There are also precautions pet owners can take to help their cats and dogs endure the weekend.

Pet owners should close all windows, doors and blinds to decrease the chance that a scared pet will claw its way out of the house, said Stacy Price, director of animal welfare at the Kitsap Humane Society. Owners should also remember to bring their pets inside, because it’s easy for a chained dog to tangle itself in its own leash should it become frightened.

Price also said that pet owners should update all microchips and licensing, and take a current picture of their pets, just in case they do escape.

She added that it also helps to give dogs durable chew toys, and to turn on the TV or radio for distraction noise.

Lighting fireworks on school property or other public areas is illegal, said Billick. People may only light fireworks on their own property, he added.

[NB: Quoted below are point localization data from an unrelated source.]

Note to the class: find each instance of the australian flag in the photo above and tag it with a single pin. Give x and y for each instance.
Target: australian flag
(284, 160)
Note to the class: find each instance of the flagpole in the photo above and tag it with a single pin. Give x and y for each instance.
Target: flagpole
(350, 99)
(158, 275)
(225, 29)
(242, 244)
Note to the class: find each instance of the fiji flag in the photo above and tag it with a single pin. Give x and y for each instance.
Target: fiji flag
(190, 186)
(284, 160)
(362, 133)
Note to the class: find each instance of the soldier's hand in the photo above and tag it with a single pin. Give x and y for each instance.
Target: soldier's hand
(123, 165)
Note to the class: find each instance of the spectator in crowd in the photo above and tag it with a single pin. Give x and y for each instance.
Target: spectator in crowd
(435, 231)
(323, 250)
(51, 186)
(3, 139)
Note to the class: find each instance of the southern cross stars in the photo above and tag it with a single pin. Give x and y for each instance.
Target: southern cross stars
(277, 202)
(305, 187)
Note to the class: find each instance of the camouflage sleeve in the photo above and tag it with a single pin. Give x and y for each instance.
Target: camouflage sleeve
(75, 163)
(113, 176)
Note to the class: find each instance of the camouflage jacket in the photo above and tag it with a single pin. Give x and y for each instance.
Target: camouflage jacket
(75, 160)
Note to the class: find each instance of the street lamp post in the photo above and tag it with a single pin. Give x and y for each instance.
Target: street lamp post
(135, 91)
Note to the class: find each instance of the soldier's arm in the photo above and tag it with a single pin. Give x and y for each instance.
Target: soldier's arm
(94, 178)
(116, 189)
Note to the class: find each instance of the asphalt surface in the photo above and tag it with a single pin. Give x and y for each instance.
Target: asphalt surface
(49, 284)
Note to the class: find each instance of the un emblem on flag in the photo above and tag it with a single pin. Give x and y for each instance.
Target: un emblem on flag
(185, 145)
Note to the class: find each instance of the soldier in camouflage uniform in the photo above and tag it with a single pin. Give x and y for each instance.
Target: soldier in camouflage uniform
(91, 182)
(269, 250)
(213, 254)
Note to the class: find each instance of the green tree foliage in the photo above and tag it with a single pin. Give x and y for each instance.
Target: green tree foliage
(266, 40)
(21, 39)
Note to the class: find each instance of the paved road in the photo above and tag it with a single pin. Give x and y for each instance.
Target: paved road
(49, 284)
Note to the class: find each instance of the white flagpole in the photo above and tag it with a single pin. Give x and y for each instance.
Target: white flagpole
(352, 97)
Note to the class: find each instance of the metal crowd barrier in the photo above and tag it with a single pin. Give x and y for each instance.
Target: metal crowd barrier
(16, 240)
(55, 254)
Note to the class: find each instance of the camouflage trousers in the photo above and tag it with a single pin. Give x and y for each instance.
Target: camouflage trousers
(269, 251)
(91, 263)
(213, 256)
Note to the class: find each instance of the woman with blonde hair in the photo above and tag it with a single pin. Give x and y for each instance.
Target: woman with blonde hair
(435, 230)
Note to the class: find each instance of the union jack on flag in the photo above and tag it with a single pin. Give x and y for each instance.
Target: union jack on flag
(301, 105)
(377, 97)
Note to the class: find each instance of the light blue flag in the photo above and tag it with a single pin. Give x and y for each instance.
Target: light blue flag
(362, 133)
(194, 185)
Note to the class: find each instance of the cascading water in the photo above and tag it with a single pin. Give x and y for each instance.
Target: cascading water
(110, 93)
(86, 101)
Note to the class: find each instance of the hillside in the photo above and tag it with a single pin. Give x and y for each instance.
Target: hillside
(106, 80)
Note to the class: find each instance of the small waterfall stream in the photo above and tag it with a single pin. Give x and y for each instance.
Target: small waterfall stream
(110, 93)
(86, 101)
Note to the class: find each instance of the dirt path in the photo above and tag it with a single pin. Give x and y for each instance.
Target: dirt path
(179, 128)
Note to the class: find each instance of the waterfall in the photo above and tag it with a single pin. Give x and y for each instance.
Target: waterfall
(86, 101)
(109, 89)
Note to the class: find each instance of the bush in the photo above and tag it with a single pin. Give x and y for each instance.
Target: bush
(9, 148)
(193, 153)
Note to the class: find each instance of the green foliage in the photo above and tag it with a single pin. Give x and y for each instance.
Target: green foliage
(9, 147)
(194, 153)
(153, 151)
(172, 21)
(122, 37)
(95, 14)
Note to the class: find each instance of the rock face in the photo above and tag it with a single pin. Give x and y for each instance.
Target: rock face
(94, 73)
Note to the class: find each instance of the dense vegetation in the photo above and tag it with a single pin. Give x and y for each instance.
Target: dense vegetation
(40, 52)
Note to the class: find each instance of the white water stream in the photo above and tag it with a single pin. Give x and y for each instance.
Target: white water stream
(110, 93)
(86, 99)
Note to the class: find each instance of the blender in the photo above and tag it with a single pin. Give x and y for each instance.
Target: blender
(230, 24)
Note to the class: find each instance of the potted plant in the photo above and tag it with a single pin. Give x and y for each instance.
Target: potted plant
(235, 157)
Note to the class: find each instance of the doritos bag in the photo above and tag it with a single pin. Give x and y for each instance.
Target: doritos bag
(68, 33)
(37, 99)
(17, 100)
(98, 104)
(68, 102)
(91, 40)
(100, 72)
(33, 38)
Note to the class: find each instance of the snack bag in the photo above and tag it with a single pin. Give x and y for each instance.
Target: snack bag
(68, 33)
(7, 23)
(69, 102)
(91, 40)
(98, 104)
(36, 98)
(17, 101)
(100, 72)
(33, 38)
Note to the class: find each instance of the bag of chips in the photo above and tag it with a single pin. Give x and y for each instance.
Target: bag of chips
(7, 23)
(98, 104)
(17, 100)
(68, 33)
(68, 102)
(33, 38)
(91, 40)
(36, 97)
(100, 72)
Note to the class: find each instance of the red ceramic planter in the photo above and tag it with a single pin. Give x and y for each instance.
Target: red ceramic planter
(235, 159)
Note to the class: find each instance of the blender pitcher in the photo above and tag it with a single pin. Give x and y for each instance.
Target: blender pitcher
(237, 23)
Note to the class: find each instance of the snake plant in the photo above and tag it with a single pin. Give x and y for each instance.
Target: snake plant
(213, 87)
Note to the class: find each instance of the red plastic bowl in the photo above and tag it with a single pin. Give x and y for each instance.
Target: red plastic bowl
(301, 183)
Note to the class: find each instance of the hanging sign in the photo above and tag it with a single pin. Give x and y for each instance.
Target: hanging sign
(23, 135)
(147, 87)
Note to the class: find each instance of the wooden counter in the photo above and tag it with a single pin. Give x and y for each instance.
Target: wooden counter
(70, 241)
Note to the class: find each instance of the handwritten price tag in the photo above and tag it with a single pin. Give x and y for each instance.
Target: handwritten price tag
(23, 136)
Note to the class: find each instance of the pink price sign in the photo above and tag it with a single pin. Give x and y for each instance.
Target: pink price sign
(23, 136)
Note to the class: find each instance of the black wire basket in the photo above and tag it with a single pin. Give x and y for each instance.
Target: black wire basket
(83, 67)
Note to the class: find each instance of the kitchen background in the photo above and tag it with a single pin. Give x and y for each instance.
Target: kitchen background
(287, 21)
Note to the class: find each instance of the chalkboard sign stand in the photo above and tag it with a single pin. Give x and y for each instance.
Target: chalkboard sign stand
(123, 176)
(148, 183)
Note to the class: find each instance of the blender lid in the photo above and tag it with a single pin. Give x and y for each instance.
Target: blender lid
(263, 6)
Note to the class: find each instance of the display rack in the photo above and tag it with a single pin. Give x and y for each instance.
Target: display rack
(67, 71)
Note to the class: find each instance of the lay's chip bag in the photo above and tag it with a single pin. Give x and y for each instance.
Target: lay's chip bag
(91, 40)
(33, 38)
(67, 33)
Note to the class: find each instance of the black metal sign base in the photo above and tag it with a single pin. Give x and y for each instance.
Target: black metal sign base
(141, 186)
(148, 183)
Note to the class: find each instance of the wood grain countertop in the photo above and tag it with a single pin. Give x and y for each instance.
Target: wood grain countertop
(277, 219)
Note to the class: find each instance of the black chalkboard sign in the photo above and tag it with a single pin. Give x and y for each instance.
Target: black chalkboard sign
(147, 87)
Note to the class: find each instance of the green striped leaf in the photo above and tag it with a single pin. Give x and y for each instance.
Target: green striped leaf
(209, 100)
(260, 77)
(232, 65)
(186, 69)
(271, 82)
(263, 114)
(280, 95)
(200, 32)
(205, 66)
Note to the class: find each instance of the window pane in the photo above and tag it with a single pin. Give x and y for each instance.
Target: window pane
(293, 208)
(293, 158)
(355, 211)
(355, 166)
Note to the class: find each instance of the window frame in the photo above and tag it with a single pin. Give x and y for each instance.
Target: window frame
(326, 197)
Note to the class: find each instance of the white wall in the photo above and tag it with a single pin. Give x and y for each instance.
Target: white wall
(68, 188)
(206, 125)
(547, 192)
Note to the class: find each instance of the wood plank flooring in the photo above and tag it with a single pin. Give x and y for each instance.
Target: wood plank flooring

He also advised people to make sure to light fireworks 50 feet away from brush or anything likely to catch on fire, and to always keep a bucket or hose nearby.

Because of the heavy amounts of rain this summer, there will be no burn bans in the county on non-state landover the Fourth of July weekend, said Billick.

But as always, fire over the holiday weekend is always a concern.

According to a report from the state fire marshal’s office, in 2010 there were 414 fires and 162 injuries from firework-related activities, most of which occurred over the Fourth of July weekend. Kitsap County had 11 fires and 10 injuries related to fireworks in 2010.

 

Fourth of July celebrations

Bainbridge’s Grand Old Fourth of July Celebration: Winslow Waterfront Park and downtown area. Celebration includes a pancake breakfast and street fair from 7 a.m. to 5 p.m.

Kingston’s Fourth of July Celebration: Port of Kingston, over Apple Tree Cove from 10:30 a.m. to 9:30 p.m., fireworks at dusk.

Port Orchard’s Fathoms o’ Fun Festival: Fireworks show visible from Bremerton at 10:30 p.m.